The approval is a big win for food companies, farm groups and the biotech industry, which began pushing for a national standard a year ago to head off a Vermont labeling law that went into effect last Friday.
The Senate passed the bill 63-30 late Thursday despite criticism that the bill's definition of bioengineering was so tight that it would exempt from disclosure many highly refined ingredients, including oils and starches, and products developed through gene editing and other newer techniques.
The Senate bill would allow most food companies three methods of disclosure through a digital code that can be read smartphones or with a symbol or text on package labels. The U.S. Department of Agriculture, the U.S. Food and Drug Administration, and the U.S. Environmental Protection Agency have all reaffirmed their long-standing recognition of the safety of the technology.
We are grateful that the staff and leadership of ABA have advocated so strongly for a legislative solution that is based on science and recognizes the very basic concepts of interstate commerce. "The unfortunate scenario you could see coming down the pike is other state laws coming into effect that would be in conflict with each other". They threw $2,000 in bills down to the Senate floor during a vote.

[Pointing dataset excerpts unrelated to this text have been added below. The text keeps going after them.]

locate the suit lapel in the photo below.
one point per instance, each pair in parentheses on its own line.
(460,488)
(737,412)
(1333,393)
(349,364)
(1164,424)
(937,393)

Genetically modified foods are plants or animals that have had genes copied from other plants or animals inserted into their DNA.
That history could make winning in the House an even steeper challenge for food industry lobbyists and supporters of the current version of the bill.
She said: "Nearly 90 percent of Americans support common sense food labeling". Reid said when Republicans took over from him, they promised more open rules. He argued that "with the swift speed with which the proponents of this bill have moved, with no committee process, no debate or amendment process, we will not be able to ensure the language in this bill does exactly what they say that it does".